Having dealt quite severely with Emma Leven he turned his attention to the witnesses.
He was full of praise for Turlough and Rush but very disappointed to hear that their employer had stopped their wages for coming to court the previous day. The pair worked at the Royal Army Clothing Factory on Grosvenor Road in Pimlico (where the Eagle pub was) and he instructed the chief inspector of B Division to pay the factory a visit.
‘The men had attended in the performance of a public duty’, he said, and ‘if they were stopped of their wages it would have the effect of deterring people from coming forward and giving evidence in the public cause’.
Arnold recognised that justice relied on the participation of the general public. The men deserved praise not a penalty.
The same was not the case for Mrs Turner however. When she asked for her expenses (presumably for attending court and looking after Emma’s baby) Mr Arnold dismissed her abruptly. He had ‘no fund at his disposal expect the poor box; he told her but as she ‘had not attended the court on Wednesday, although she had signed the sheet, he should not allow her expenses’. The suspicion is then that the magistrate, while keen to recognize public spiritedness was less impressed by self-interest and dishonesty.
The Royal Army Clothing Factory was established in Pimlico in the 1850s to make and supply the British Army.
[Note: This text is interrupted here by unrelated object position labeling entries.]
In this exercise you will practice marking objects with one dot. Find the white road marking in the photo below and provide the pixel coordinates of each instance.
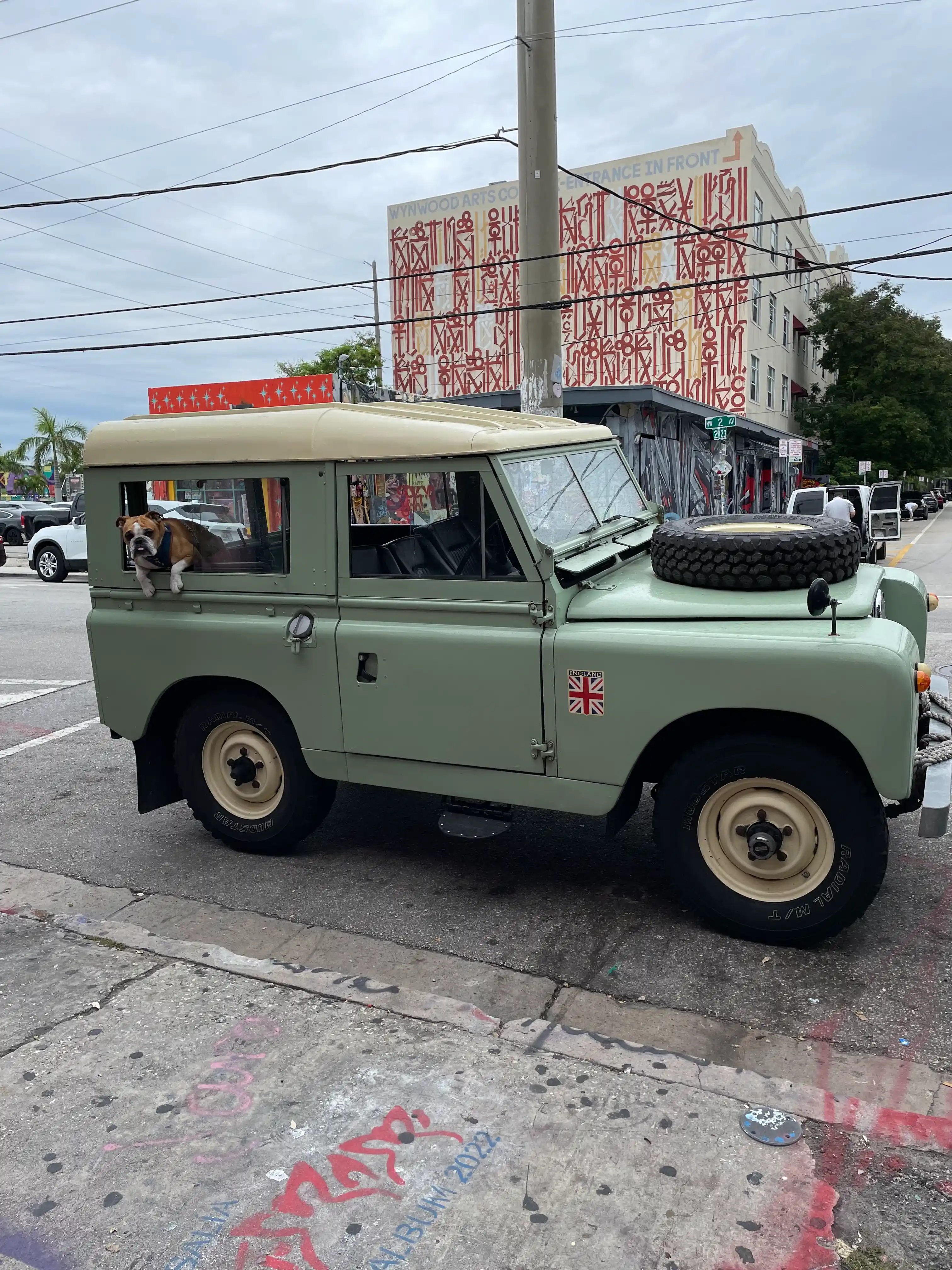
(30, 689)
(50, 736)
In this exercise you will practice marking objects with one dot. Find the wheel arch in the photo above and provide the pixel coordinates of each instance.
(673, 740)
(158, 785)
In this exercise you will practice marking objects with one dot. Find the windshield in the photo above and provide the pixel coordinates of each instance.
(564, 496)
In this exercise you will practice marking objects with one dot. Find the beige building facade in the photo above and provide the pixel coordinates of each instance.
(660, 285)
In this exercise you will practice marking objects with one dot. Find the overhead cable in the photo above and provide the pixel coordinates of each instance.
(567, 303)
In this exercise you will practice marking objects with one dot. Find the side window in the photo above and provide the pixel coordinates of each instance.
(233, 525)
(427, 525)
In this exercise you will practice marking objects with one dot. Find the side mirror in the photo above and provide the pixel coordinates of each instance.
(818, 601)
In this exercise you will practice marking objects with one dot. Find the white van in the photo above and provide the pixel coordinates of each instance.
(878, 511)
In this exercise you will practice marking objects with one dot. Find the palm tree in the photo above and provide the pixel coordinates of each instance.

It was part of the Royal Army Ordnance Corps and remained in Grosvenor Road until 1932, when it closed.
Today the site is covered by the private housing development Dolphin Square which was erected in the 1930s following the factory’s demolition. In recent years it has been home to a number of famous people (including the tennis star Rod Laver and Princess Ann – not together I hasten to add) and several politicians including Harold Wilson and David Steel. Oswald Mostly, the most prominent British fascist of his generation, was living in the Square in 1940 when he was detained as an enemy of the state during the Second World War. Having once stayed in an apartment in Dolphin Square I can attest to its general air of opulence, but I never met any celebrities
from Morning Post Friday 30 July 1875
¹ The Eagle is still operational in Pimlico, now renamed the Grosvenor though.